Imposto sobre serviços digitais – um mal necessário?

Emine Constantin discute os desafios que a tecnologia digital criou para o sistema tributário global e observa como diferentes países estão lidando com isto por meio de impostos sobre serviços digitais.

O mundo está mudando, e observamos isto todos os dias – a maneira pela qual fazemos negócios hoje em dia é muito diferente do que poderíamos ter imaginado 10 anos atrás. Movemos a maioria das atividades para o ambiente online, conversando com clientes online, fazendo reuniões online – todos estes pareciam impossíveis uma década atrás. Mas aqui estamos hoje, testemunhando o aumento da tecnologia digital, onde não há necessidade de presença física para fazer negócios em uma jurisdição específica.

O aumento da tecnologia digital também criou um dos maiores desafios do ambiente global de compliance: a necessidade de reconsiderar o que é o “vínculo”. Em resumo, o aumento da tecnologia digital trouxe a “morte” do vínculo “físico” e criou um debate considerável em relação ao que é o “vínculo” virtual e como ele deve ser definido.

Outro desafio significativo para o compliance global é o aumento de ativos intangíveis que podem ser facilmente migrados de uma jurisdição para a outra, buscando impostos mais baixos. Na economia tradicional, mover instalação de fábricas de um lugar para outro traria custos significativos e os benefícios de impostos mais baixos seriam significativamente diminuídos. Hoje, direitos de propriedade intelectual e patentes podem ser facilmente movidas e o custo de fazer isto é baixo.

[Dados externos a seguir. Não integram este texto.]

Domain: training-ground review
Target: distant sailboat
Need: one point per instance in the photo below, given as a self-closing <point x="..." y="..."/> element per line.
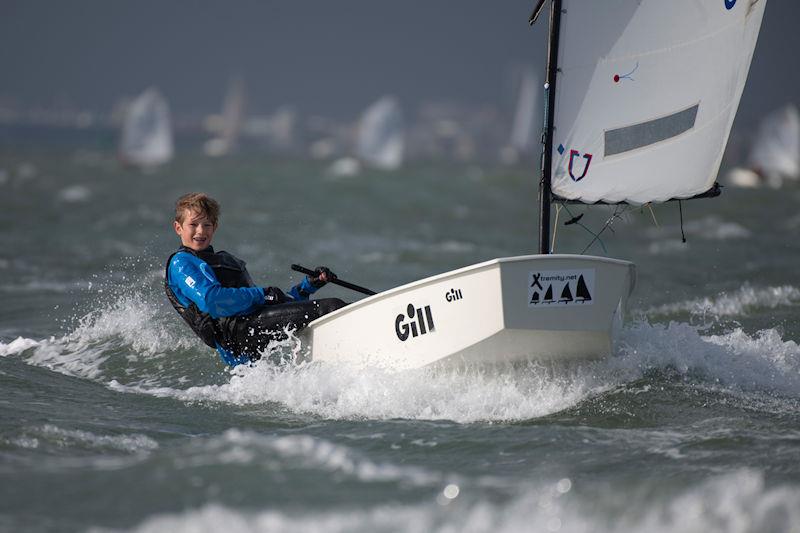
<point x="147" y="131"/>
<point x="523" y="130"/>
<point x="380" y="139"/>
<point x="775" y="154"/>
<point x="229" y="124"/>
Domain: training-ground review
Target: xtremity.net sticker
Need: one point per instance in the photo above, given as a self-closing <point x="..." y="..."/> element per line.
<point x="547" y="288"/>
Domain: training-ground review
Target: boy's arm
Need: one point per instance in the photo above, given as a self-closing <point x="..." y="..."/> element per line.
<point x="196" y="281"/>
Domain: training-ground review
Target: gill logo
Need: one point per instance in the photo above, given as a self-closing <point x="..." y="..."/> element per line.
<point x="572" y="155"/>
<point x="418" y="324"/>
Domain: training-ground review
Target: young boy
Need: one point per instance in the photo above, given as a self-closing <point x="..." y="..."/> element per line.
<point x="215" y="295"/>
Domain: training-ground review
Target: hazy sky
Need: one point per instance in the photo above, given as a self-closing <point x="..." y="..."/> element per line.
<point x="324" y="56"/>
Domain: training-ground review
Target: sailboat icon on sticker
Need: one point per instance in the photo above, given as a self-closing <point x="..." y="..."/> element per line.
<point x="566" y="295"/>
<point x="582" y="291"/>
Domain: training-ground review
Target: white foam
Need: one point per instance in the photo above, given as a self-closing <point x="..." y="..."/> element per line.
<point x="294" y="452"/>
<point x="735" y="362"/>
<point x="130" y="443"/>
<point x="740" y="502"/>
<point x="344" y="392"/>
<point x="129" y="327"/>
<point x="17" y="346"/>
<point x="736" y="303"/>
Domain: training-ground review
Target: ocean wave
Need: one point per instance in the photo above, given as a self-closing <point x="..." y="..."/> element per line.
<point x="735" y="363"/>
<point x="741" y="501"/>
<point x="740" y="302"/>
<point x="130" y="338"/>
<point x="298" y="452"/>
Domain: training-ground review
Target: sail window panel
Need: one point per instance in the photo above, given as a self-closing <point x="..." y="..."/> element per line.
<point x="621" y="140"/>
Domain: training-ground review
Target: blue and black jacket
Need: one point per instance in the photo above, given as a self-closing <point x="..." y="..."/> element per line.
<point x="210" y="289"/>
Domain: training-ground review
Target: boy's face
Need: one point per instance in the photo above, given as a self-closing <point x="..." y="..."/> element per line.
<point x="196" y="230"/>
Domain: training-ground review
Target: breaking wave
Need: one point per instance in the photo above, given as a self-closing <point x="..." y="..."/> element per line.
<point x="741" y="501"/>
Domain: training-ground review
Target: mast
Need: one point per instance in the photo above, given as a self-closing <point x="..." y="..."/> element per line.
<point x="550" y="104"/>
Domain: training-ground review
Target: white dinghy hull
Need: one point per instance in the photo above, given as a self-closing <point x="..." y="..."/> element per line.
<point x="537" y="307"/>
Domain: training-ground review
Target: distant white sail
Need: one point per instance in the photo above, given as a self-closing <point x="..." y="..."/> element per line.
<point x="775" y="154"/>
<point x="147" y="131"/>
<point x="646" y="95"/>
<point x="523" y="131"/>
<point x="381" y="138"/>
<point x="229" y="124"/>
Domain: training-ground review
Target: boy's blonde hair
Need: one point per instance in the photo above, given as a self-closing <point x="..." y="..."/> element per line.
<point x="197" y="202"/>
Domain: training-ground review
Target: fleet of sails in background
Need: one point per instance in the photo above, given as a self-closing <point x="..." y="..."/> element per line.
<point x="379" y="138"/>
<point x="774" y="155"/>
<point x="147" y="140"/>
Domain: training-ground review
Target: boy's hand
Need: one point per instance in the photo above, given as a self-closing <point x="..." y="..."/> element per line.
<point x="322" y="275"/>
<point x="273" y="295"/>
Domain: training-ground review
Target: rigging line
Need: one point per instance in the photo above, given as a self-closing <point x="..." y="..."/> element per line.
<point x="575" y="220"/>
<point x="555" y="228"/>
<point x="653" y="214"/>
<point x="614" y="216"/>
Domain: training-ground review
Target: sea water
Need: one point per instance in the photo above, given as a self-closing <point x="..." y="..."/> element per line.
<point x="116" y="418"/>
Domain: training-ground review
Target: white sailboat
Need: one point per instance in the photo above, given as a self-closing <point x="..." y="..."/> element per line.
<point x="228" y="125"/>
<point x="381" y="137"/>
<point x="641" y="96"/>
<point x="774" y="157"/>
<point x="147" y="131"/>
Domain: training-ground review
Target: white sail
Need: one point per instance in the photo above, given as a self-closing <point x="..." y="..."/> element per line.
<point x="147" y="131"/>
<point x="229" y="124"/>
<point x="381" y="139"/>
<point x="776" y="150"/>
<point x="646" y="95"/>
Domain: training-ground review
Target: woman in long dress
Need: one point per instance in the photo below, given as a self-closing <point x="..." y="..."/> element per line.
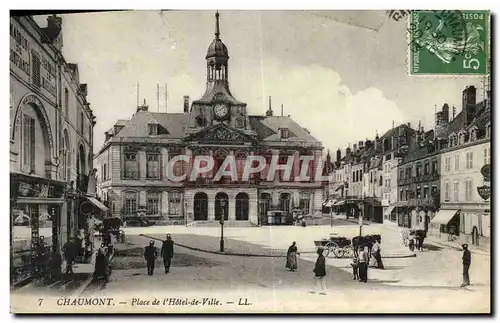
<point x="291" y="257"/>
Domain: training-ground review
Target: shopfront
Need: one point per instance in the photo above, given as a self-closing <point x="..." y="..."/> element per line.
<point x="35" y="222"/>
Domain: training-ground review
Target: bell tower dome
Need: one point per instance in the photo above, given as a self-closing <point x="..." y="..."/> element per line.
<point x="217" y="57"/>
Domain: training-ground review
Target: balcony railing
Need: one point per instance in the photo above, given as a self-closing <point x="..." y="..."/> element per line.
<point x="82" y="182"/>
<point x="419" y="179"/>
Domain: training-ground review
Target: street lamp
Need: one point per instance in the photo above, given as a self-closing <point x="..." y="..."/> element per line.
<point x="221" y="245"/>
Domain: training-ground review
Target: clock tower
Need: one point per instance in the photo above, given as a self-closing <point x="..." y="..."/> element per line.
<point x="217" y="105"/>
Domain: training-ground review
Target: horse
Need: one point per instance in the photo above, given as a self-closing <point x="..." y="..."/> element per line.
<point x="365" y="241"/>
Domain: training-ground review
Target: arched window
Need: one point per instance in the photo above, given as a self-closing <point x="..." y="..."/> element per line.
<point x="305" y="201"/>
<point x="265" y="202"/>
<point x="200" y="206"/>
<point x="221" y="206"/>
<point x="285" y="202"/>
<point x="174" y="203"/>
<point x="153" y="203"/>
<point x="129" y="203"/>
<point x="242" y="206"/>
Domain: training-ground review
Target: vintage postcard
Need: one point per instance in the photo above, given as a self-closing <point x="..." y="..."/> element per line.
<point x="250" y="162"/>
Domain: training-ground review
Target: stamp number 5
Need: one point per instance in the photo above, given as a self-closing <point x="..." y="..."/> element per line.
<point x="470" y="62"/>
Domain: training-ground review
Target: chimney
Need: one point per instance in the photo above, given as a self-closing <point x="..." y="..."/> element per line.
<point x="446" y="113"/>
<point x="469" y="103"/>
<point x="143" y="107"/>
<point x="269" y="112"/>
<point x="53" y="29"/>
<point x="186" y="103"/>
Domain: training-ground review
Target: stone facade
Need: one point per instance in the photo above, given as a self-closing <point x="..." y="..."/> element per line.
<point x="134" y="160"/>
<point x="51" y="127"/>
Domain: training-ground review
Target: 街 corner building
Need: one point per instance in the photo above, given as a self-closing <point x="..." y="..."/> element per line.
<point x="132" y="163"/>
<point x="51" y="146"/>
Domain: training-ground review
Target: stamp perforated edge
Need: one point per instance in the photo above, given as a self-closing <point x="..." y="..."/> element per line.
<point x="408" y="54"/>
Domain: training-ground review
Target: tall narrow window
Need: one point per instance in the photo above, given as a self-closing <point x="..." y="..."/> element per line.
<point x="487" y="156"/>
<point x="305" y="201"/>
<point x="468" y="190"/>
<point x="455" y="191"/>
<point x="28" y="143"/>
<point x="469" y="162"/>
<point x="174" y="203"/>
<point x="130" y="203"/>
<point x="35" y="75"/>
<point x="81" y="123"/>
<point x="66" y="102"/>
<point x="457" y="162"/>
<point x="447" y="164"/>
<point x="153" y="203"/>
<point x="153" y="166"/>
<point x="131" y="167"/>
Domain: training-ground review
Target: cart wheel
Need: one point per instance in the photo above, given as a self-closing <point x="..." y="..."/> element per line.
<point x="348" y="252"/>
<point x="328" y="249"/>
<point x="339" y="253"/>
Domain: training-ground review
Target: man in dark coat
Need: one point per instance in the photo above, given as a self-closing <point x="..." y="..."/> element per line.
<point x="70" y="252"/>
<point x="150" y="254"/>
<point x="320" y="272"/>
<point x="167" y="252"/>
<point x="466" y="259"/>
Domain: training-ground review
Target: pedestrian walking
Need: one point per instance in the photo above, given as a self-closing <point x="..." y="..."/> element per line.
<point x="55" y="264"/>
<point x="376" y="253"/>
<point x="150" y="254"/>
<point x="70" y="252"/>
<point x="355" y="267"/>
<point x="320" y="273"/>
<point x="363" y="264"/>
<point x="167" y="252"/>
<point x="466" y="260"/>
<point x="291" y="257"/>
<point x="101" y="266"/>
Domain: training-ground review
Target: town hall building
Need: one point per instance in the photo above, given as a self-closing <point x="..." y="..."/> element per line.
<point x="132" y="163"/>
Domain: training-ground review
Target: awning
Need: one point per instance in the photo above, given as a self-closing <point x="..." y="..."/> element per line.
<point x="329" y="203"/>
<point x="40" y="200"/>
<point x="97" y="203"/>
<point x="444" y="216"/>
<point x="389" y="209"/>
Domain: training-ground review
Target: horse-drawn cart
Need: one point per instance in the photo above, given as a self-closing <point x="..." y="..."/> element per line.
<point x="338" y="247"/>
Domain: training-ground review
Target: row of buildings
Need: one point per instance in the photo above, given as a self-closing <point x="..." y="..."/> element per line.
<point x="435" y="179"/>
<point x="132" y="163"/>
<point x="51" y="143"/>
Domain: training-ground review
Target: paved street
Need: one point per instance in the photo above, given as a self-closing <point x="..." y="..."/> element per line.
<point x="423" y="283"/>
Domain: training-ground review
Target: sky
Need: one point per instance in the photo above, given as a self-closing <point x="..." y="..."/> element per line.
<point x="342" y="82"/>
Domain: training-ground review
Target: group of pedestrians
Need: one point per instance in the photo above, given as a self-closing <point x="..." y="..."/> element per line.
<point x="319" y="267"/>
<point x="166" y="252"/>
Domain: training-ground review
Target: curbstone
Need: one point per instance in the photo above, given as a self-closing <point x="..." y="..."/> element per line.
<point x="257" y="254"/>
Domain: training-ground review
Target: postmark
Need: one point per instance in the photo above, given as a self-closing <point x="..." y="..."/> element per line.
<point x="448" y="42"/>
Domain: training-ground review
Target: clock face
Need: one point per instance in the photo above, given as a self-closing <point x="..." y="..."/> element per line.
<point x="220" y="110"/>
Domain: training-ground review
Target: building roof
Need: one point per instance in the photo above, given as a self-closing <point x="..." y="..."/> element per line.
<point x="137" y="127"/>
<point x="394" y="132"/>
<point x="266" y="128"/>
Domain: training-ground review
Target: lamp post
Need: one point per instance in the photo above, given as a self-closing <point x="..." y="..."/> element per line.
<point x="221" y="245"/>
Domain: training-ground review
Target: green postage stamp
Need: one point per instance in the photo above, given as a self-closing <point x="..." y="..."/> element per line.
<point x="449" y="42"/>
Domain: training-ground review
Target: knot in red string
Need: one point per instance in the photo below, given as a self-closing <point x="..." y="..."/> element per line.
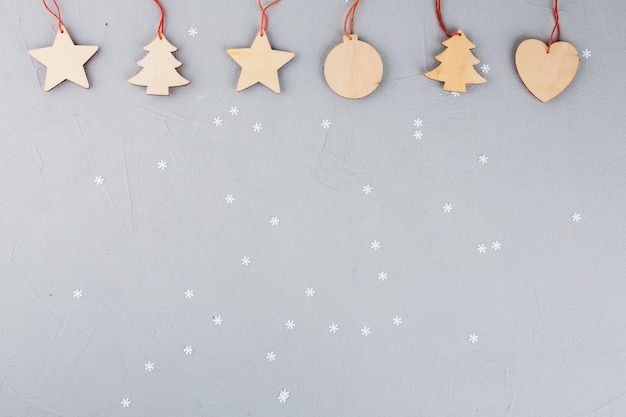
<point x="264" y="21"/>
<point x="57" y="14"/>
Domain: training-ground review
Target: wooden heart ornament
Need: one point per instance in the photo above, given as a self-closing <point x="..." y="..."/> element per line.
<point x="546" y="74"/>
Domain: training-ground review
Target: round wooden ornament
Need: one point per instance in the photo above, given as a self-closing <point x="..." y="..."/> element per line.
<point x="353" y="69"/>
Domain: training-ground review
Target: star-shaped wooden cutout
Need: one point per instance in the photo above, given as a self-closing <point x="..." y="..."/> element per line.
<point x="260" y="63"/>
<point x="64" y="60"/>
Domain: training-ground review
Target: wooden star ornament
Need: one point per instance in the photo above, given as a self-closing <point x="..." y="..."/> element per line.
<point x="260" y="63"/>
<point x="64" y="60"/>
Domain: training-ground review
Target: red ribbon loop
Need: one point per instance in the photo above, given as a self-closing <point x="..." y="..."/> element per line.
<point x="264" y="21"/>
<point x="440" y="19"/>
<point x="350" y="16"/>
<point x="57" y="14"/>
<point x="557" y="26"/>
<point x="161" y="27"/>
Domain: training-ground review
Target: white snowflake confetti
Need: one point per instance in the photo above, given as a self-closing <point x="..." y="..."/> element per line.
<point x="283" y="396"/>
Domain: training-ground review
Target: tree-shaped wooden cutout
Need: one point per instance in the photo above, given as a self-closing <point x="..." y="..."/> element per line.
<point x="159" y="68"/>
<point x="457" y="64"/>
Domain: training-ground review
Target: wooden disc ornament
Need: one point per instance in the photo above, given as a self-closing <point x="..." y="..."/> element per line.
<point x="158" y="71"/>
<point x="63" y="60"/>
<point x="547" y="70"/>
<point x="353" y="69"/>
<point x="456" y="70"/>
<point x="260" y="63"/>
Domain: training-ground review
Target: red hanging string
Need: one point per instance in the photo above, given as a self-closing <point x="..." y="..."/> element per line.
<point x="440" y="19"/>
<point x="57" y="14"/>
<point x="264" y="21"/>
<point x="161" y="27"/>
<point x="350" y="16"/>
<point x="557" y="26"/>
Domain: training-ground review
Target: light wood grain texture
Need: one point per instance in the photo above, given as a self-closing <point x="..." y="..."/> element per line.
<point x="64" y="60"/>
<point x="546" y="75"/>
<point x="260" y="63"/>
<point x="457" y="64"/>
<point x="159" y="68"/>
<point x="353" y="69"/>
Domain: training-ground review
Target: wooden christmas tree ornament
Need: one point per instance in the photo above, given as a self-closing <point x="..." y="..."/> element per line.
<point x="260" y="63"/>
<point x="353" y="69"/>
<point x="457" y="64"/>
<point x="547" y="70"/>
<point x="159" y="68"/>
<point x="457" y="61"/>
<point x="158" y="72"/>
<point x="64" y="60"/>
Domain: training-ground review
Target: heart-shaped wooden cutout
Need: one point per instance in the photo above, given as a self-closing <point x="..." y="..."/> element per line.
<point x="545" y="74"/>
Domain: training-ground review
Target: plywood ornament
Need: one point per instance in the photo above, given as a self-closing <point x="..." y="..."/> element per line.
<point x="545" y="74"/>
<point x="547" y="70"/>
<point x="457" y="64"/>
<point x="159" y="68"/>
<point x="260" y="63"/>
<point x="63" y="60"/>
<point x="353" y="69"/>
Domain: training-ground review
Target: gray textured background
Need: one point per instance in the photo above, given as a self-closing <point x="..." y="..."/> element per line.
<point x="548" y="307"/>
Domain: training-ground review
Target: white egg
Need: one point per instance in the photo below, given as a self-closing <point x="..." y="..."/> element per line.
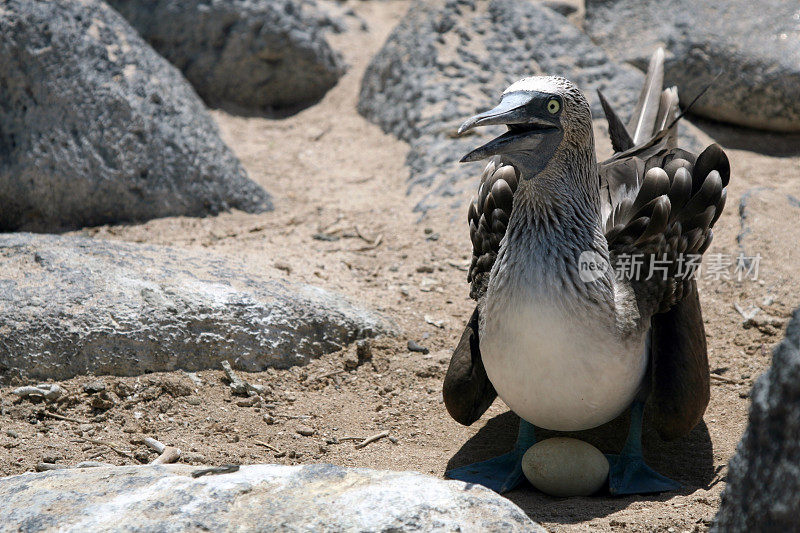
<point x="565" y="467"/>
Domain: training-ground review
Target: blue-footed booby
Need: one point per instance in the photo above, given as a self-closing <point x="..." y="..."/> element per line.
<point x="562" y="332"/>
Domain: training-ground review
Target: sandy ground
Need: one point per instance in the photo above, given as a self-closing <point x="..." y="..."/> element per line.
<point x="332" y="173"/>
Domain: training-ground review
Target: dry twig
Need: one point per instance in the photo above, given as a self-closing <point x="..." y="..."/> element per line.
<point x="369" y="440"/>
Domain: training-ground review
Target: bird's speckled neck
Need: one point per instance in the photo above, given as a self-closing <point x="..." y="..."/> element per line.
<point x="556" y="217"/>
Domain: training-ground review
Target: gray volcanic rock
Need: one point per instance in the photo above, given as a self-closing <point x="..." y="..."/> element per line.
<point x="763" y="491"/>
<point x="254" y="498"/>
<point x="96" y="127"/>
<point x="755" y="47"/>
<point x="449" y="59"/>
<point x="257" y="54"/>
<point x="70" y="306"/>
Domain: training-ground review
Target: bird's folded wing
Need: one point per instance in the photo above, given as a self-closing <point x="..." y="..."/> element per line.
<point x="489" y="213"/>
<point x="659" y="223"/>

Impostos sobre Serviços Digitais (ISD) – cenário e desafios

Neste ambiente dinâmico de economia digital, a Organização para a Cooperação e Desenvolvimento Econômico (OCDE) calculou que mudando a maneira pela qual a economia digital é taxada (Pilar 1 e Pilar 2), os impostos aumentariam US$ 100 bilhões, representando 4% da receita atual de impostos de renda corporativos. O debate ao redor de tributar a economia digital se tornou ainda mais relevante, já que a COVID-19 forçou muitas empresas a se tornarem digitais, e devido ao montante de receita que governos em todo o mundo tiveram que gastar para apoiar economias locais.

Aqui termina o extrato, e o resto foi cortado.